2. テーゼ:金融緩和が貨幣価値を毀損する
2.1 マネー供給増と通貨安
量的緩和(QE)は中央銀行が国債やモーゲージ証券を大量に購入して長期金利を引き下げ、流動性を供給する政策である。QEによって金融資産の利回りが低下すると資金が国外に流出し、通貨需要が減るため通貨は下落しやすくなる。米連邦準備制度理事会は2020年のパンデミックショック後、政策金利がゼロ近傍に張り付いたためQEを実施し、2020年から2022年にかけて保有資産を4兆ドル弱から8.5兆ドルへ拡大した。この結果、M2は2025年6月時点で22.02兆ドルと過去最高を更新し、需要預金とマネー・マーケット・ファンドが急増している。通貨供給が急増すると物価や資産価格は上昇し、名目通貨単位あたりの購買力は低下する。
2.2 QEによる資産価格インフレ
QEは金利を下げるだけでなく、中央銀行が買い入れた資金が投資家の手元に残り、その資金が株式などリスク資産に向かうことで資産価格を押し上げる効果がある。これにより株価や不動産価格が上昇し、資産を持つ層の資産価値が増える一方、賃金上昇が追いつかなければ実体経済との乖離(バブル)が拡大する。米国では2025年6月時点でマネー・マーケット・ファンド残高が7.7兆ドルに達し、投資家が抱える「待機資金」が膨張している。こうした資金が株式市場に流入すると短期的にはさらなる株価上昇をもたらすが、企業利益の裏付けがなければバブル崩壊時に通貨と資産の信認を損なう危険がある。
2.3 インフレによる実質価値の低下
インフレは消費者物価だけでなく、株価の見かけの上昇にも影響する。例えば2021年以降の米国株の名目上の上昇率が39%であっても、インフレ調整後の実質上昇率は15%にまで縮小するといった分析がある。インフレは名目株価を押し上げる一方で実質的な購買力を削り、投資リターンを目減りさせる。インフレ率が高止まりすれば家計や企業の購買力が低下し、貨幣の価値は毀損する。
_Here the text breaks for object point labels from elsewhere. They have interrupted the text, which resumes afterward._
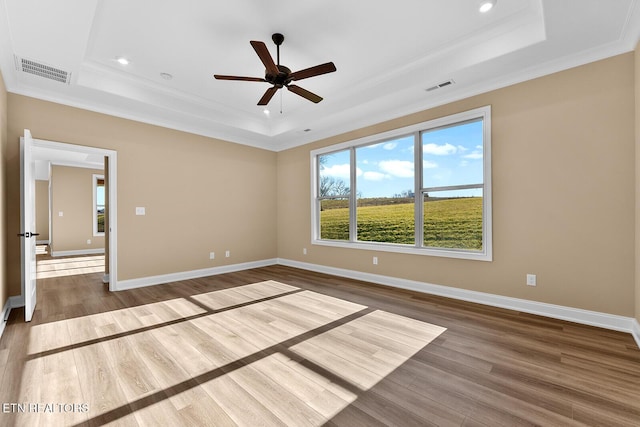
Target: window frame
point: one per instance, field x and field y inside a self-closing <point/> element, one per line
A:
<point x="94" y="208"/>
<point x="486" y="254"/>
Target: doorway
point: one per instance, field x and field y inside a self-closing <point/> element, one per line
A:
<point x="63" y="154"/>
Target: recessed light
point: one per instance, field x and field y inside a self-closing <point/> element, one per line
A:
<point x="487" y="5"/>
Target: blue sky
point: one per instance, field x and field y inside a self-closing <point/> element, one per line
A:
<point x="451" y="156"/>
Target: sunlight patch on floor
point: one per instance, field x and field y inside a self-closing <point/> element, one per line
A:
<point x="69" y="266"/>
<point x="298" y="358"/>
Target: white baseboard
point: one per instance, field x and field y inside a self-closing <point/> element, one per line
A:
<point x="586" y="317"/>
<point x="635" y="331"/>
<point x="186" y="275"/>
<point x="78" y="252"/>
<point x="5" y="314"/>
<point x="16" y="301"/>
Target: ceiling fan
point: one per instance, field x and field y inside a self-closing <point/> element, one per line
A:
<point x="279" y="75"/>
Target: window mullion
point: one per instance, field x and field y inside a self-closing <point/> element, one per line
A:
<point x="353" y="221"/>
<point x="419" y="205"/>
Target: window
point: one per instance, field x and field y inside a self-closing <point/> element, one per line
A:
<point x="98" y="205"/>
<point x="421" y="189"/>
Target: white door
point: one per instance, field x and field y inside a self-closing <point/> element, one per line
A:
<point x="28" y="224"/>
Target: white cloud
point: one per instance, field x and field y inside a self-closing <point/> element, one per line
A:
<point x="397" y="168"/>
<point x="336" y="171"/>
<point x="374" y="176"/>
<point x="439" y="150"/>
<point x="426" y="164"/>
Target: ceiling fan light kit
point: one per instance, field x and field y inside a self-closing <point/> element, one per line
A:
<point x="280" y="76"/>
<point x="487" y="5"/>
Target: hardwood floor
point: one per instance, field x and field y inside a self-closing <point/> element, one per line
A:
<point x="280" y="346"/>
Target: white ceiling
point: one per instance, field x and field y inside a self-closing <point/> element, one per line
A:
<point x="386" y="54"/>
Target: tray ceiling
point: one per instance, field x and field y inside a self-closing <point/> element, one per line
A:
<point x="387" y="57"/>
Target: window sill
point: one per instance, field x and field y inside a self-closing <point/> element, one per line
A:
<point x="405" y="249"/>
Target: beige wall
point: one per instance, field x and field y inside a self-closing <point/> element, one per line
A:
<point x="637" y="158"/>
<point x="72" y="194"/>
<point x="563" y="194"/>
<point x="5" y="292"/>
<point x="42" y="209"/>
<point x="200" y="194"/>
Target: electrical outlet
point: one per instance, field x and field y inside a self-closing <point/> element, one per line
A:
<point x="531" y="280"/>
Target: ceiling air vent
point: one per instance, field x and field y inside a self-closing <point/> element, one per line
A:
<point x="42" y="70"/>
<point x="440" y="85"/>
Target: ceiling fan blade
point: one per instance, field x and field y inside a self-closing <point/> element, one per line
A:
<point x="268" y="95"/>
<point x="304" y="93"/>
<point x="313" y="71"/>
<point x="244" y="79"/>
<point x="265" y="57"/>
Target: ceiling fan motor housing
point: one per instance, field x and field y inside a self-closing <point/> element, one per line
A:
<point x="281" y="79"/>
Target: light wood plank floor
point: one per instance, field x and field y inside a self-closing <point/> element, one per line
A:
<point x="280" y="346"/>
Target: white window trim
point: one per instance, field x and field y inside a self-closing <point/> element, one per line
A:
<point x="96" y="233"/>
<point x="486" y="254"/>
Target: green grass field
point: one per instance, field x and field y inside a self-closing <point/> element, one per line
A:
<point x="448" y="223"/>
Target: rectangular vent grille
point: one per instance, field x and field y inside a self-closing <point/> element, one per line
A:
<point x="42" y="70"/>
<point x="440" y="85"/>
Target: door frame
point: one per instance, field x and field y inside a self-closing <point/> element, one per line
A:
<point x="113" y="199"/>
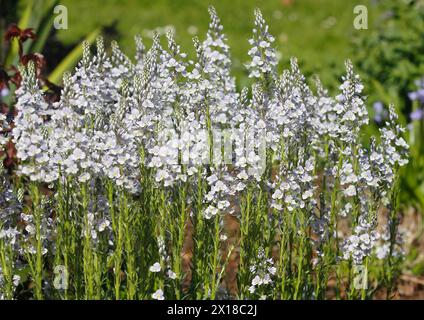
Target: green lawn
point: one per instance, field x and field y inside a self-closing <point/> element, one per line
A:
<point x="318" y="32"/>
したがって、量的緩和が継続しマネー供給が増え続ければ、物価上昇による通貨価値の低下(インフレ税)が避けられない。
3. アンチテーゼ:株価上昇が貨幣価値を毀損するという主張
3.1 株価上昇による需要喚起とインフレ
株価の急騰は投資家や消費者の「資産効果」を通じて支出を増やし、需要を喚起することがある。国際通貨基金は、株式市場のラリーや拡張的政策が全体的な需要と経済成長を一時的に押し上げ、経済の供給能力を上回ると「需要プル型インフレ」が生じると指摘している。つまり、株価上昇自体が消費を刺激し、結果的に物価を押し上げて貨幣の購買力を下げる可能性がある。
3.2 株式バブルと購買力の錯覚
株価が過度に上昇すると、人々は資産価値が増えたと感じて消費や投資を拡大し、実体経済以上の需要を引き起こす。こうしたバブルは崩壊時に市場と経済に深刻なダメージを与えるだけでなく、バブル期に膨らんだ名目資産価値が実質的にはインフレによって目減りしている点を見落としがちである。名目上の株式市場のリターンは高く見えても、実質リターンは大きく縮小する。株価上昇が続く間、貨幣価値はインフレによって裏側から削られている。
3.3 強い株式市場が通貨高を招く側面
一方で、株価が上昇すると世界の投資家がその国の株式を買うために資金を流入させ、通貨を買う圧力が高まる。この資本流入は通貨をむしろ高く保ち、輸入品の価格を抑えることで物価上昇を抑制する効果を持つ。また株価が実体的な企業利益や技術革新の成果によって支えられている場合、通貨価値は強い経済への期待に支えられやすい。そのため、株価上昇が必ずしも貨幣価値の毀損に直結するわけではないことに留意する必要がある。
4. ジンテーゼ:貨幣価値に対する複合的理解
4.1 株価上昇は金融緩和の帰結である
米国の株式市場の強さは、パンデミック後に実施された大規模な金融緩和と財政刺激策による流動性供給が重要な背景となっている。FRBはQEによって長期金利を引き下げ、企業の資金調達コストを低下させたため収益性が高まり、M2が過去最高を更新して需要預金やマネー・マーケット・ファンドに資金が滞留している。この状況は株式市場に「乾いた火薬」を供給し続けており、株価上昇は通貨価値の毀損の原因というより、金融緩和が引き起こした結果と言える。
4.2 資産効果と物価上昇の相互作用
株価上昇によって資産効果が生じ、消費や投資が拡大することで需要プル型インフレが発生しやすくなる。しかしこれは金融緩和に伴うマネー供給増が背景にあり、株価上昇が単独で貨幣価値を下げるわけではない。むしろ、通貨供給の増加と名目資産価値の上昇が同時に進むことで、貨幣価値の実質的な下落が起こる。
4.3 成長と生産性の役割
通貨価値の変動はマネー供給だけでなく、経済の生産能力や技術進歩にも左右される。中央銀行が金融緩和を行っても、生産性向上や供給能力の拡大が伴えば物価は安定し、通貨価値の毀損は抑制される。逆に、金融緩和が成長に結び付かず、資産バブルとインフレだけを招けば通貨価値は大きく毀損する。したがって、株価上昇を評価する際は、その背景にある実体的な経済成長とマネー供給のバランスを総合的に見る必要がある。
5. 結論と要約
米国では2025年までに株価が大きく上昇し、主要株価指数は史上最高値を更新した。一方、パンデミック後の量的緩和と財政政策によりマネーサプライは22兆ドル超に増加し、金融市場に豊富な流動性が供給された。QEは金利を低下させることで資本流出を招き、通貨を下落させる傾向があり、資産価格を押し上げる効果も持つ。インフレは名目株価の上昇を実質リターンよりも大きく見せ、株式市場の好調さの裏で購買力が低下している。国際機関も株式市場のラリーや拡張的政策が需要を刺激し、供給能力を超えると需要プル型インフレを招くと指摘する。株価上昇は主に金融緩和の帰結であり、株価そのものが通貨価値を毀損するわけではない。むしろ、株価上昇は資産効果や投機心理を通じてインフレ圧力を高め、金融緩和による貨幣供給増と相まって貨幣価値を低下させる。通貨価値の維持には、金融政策だけでなく経済の供給能力拡大と生産性向上が不可欠である。